I am working on software that deals with sparse matrices. They're not huge (anywhere from 15x15 to ~300x300). I'd like to be able to store a representation of the matrix in a short string so that I can store it as a value in a CSV file (along with many other things).
What I've tried so far is to treat the matrix as a binary string, and convert to base62:
import numpy as np
import networkx as nx
def graphToHash(a,numnodes):
def baseN(num,b,numerals="0123456789abcdefghijklmnopqrstuvwxyzABCDEFGHIJKLMNOPQRSTUVWXYZ"):
return ((num == 0) and numerals[0]) or (baseN(num // b, b, numerals).lstrip(numerals[0]) + numerals[num % b])
return str(numnodes) + '!' + baseN(int(''.join([str(i) for i in flatten_list(a)]),2), 62)
def flatten_list(l):
l1=[item for sublist in l if isinstance(sublist,list) or isinstance(sublist,np.ndarray) for item in sublist]

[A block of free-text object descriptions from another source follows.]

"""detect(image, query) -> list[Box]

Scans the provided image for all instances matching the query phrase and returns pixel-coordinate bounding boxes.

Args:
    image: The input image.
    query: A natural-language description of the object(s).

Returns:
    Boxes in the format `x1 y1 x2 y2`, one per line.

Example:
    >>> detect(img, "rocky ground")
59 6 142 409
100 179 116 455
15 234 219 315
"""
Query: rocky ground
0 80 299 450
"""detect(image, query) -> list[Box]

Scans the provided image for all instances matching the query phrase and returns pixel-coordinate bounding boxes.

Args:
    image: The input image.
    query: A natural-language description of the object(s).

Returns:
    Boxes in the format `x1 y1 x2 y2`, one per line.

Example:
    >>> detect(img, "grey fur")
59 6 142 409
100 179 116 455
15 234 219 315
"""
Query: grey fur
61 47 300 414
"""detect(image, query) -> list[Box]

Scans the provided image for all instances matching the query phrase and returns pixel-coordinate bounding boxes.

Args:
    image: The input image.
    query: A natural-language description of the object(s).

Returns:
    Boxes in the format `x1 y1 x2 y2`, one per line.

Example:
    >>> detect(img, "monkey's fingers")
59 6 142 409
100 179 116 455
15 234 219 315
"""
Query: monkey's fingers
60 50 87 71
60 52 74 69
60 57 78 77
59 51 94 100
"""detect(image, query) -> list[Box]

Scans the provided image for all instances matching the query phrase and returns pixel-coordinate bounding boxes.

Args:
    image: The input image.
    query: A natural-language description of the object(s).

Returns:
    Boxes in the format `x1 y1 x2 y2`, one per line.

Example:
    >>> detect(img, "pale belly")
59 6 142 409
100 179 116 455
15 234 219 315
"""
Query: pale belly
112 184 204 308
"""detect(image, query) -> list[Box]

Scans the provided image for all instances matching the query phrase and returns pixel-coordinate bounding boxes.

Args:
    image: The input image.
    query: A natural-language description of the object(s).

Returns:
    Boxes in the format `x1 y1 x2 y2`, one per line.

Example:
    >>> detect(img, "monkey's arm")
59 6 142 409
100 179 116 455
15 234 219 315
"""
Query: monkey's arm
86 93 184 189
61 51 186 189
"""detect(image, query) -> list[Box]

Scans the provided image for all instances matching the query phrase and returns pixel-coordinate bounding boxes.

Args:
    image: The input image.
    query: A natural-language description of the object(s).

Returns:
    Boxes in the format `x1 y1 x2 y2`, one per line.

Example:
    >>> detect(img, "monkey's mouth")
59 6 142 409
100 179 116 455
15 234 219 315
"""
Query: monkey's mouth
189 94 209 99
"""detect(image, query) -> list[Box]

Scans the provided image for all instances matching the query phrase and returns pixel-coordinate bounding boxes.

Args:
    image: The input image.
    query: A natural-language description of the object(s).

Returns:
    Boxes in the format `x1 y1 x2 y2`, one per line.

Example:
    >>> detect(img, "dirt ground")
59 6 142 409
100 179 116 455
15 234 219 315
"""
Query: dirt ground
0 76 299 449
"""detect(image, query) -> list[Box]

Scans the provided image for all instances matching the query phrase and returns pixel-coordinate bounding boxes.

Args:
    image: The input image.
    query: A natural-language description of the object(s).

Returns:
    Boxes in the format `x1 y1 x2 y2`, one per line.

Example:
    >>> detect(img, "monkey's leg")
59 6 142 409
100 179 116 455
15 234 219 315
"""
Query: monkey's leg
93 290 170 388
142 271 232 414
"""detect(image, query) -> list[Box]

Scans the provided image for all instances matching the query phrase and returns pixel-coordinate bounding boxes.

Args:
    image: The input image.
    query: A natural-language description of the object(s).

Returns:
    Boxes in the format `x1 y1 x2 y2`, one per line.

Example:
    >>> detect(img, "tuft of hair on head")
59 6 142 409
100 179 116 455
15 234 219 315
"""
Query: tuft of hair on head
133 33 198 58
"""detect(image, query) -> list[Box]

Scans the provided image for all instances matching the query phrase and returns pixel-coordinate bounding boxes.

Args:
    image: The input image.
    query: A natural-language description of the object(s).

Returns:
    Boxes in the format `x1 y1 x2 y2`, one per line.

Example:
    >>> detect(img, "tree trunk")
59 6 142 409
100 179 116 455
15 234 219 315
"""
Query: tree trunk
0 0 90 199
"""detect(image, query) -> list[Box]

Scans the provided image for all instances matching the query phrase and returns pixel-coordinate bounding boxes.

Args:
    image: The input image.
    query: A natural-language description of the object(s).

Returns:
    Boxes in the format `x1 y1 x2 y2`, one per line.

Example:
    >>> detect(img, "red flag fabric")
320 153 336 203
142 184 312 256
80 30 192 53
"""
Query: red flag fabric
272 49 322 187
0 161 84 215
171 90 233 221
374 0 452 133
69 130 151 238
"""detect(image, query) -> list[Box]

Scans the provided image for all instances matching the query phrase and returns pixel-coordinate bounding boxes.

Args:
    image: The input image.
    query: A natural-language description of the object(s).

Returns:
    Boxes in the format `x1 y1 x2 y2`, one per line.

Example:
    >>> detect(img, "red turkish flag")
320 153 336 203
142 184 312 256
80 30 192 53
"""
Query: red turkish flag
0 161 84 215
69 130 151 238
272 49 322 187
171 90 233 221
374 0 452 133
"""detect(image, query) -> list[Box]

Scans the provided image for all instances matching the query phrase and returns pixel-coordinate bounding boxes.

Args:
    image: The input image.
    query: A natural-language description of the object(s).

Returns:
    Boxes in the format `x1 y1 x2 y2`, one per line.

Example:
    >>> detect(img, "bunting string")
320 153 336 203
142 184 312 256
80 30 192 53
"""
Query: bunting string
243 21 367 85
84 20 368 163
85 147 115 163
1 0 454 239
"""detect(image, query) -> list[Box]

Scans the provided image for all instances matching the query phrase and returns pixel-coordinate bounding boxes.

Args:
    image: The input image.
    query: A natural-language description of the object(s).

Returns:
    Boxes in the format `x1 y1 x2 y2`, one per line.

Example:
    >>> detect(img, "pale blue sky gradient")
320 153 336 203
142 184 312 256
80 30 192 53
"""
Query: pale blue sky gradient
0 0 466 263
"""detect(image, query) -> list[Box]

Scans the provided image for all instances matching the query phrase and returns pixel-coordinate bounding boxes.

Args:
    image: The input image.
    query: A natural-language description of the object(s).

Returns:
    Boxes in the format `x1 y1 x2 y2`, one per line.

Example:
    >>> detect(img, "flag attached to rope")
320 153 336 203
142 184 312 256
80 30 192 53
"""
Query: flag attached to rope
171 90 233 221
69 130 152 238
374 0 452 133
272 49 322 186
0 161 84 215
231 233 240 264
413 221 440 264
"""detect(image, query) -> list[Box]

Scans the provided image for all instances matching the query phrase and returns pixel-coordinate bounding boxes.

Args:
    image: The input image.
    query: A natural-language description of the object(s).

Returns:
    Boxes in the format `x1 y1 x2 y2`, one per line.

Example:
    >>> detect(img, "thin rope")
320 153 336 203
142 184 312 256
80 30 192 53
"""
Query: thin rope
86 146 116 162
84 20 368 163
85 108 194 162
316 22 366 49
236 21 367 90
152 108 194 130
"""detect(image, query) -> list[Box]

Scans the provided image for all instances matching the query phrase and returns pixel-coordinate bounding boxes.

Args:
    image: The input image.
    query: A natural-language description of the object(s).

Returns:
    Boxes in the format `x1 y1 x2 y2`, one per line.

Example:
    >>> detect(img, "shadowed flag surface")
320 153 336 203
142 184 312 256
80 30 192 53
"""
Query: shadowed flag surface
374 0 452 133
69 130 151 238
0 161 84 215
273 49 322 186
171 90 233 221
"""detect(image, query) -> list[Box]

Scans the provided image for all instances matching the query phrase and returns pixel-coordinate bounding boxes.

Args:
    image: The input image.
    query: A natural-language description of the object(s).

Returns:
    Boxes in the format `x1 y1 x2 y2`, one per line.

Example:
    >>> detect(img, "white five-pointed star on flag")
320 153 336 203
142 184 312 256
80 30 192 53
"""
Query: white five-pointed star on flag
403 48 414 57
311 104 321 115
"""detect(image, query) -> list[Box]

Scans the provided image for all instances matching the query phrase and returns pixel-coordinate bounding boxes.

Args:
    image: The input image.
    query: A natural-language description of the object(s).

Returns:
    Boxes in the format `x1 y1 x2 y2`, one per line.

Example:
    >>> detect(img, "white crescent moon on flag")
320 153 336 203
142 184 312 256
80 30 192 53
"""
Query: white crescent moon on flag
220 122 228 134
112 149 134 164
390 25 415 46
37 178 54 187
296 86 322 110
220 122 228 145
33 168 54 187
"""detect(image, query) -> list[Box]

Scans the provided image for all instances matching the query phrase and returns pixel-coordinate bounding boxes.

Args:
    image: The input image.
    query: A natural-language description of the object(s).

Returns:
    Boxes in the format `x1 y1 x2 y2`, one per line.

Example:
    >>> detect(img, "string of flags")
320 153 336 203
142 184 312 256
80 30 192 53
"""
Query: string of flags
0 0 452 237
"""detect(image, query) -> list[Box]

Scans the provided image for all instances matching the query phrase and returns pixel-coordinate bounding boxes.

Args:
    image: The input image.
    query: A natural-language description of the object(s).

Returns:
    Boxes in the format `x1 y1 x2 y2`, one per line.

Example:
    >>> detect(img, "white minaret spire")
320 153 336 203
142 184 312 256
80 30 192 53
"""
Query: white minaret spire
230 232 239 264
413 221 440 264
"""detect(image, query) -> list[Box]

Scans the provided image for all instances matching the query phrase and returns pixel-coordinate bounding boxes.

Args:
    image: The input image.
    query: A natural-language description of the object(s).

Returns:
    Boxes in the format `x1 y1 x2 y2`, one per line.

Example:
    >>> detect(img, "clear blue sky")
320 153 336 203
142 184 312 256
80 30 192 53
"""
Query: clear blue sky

l=l1+[item for item in l if not isinstance(item,list) and not isinstance(item,np.ndarray)]
return l
# example
import sys
sys.setrecursionlimit(10000)
a=np.array(nx.to_numpy_matrix(nx.connected_watts_strogatz_graph(160,8,.3,1000))).astype(int)
hash=graphToHash(a,160)
len(hash) # ~4300 characters
This works fine for small graphs (30 nodes is ~150 characters). However larger graphs are bit unwieldy (160 nodes is ~4300 and requires me to increase the recursion limit).
Because the graph is binary and sparse, I know I can do better. Ideally I'd like to continue using strings that are {0-9,a-z,A-Z} because I know these will not pose any issues in my CSV file.
What is the most efficient way to compress a binary sparse matrix?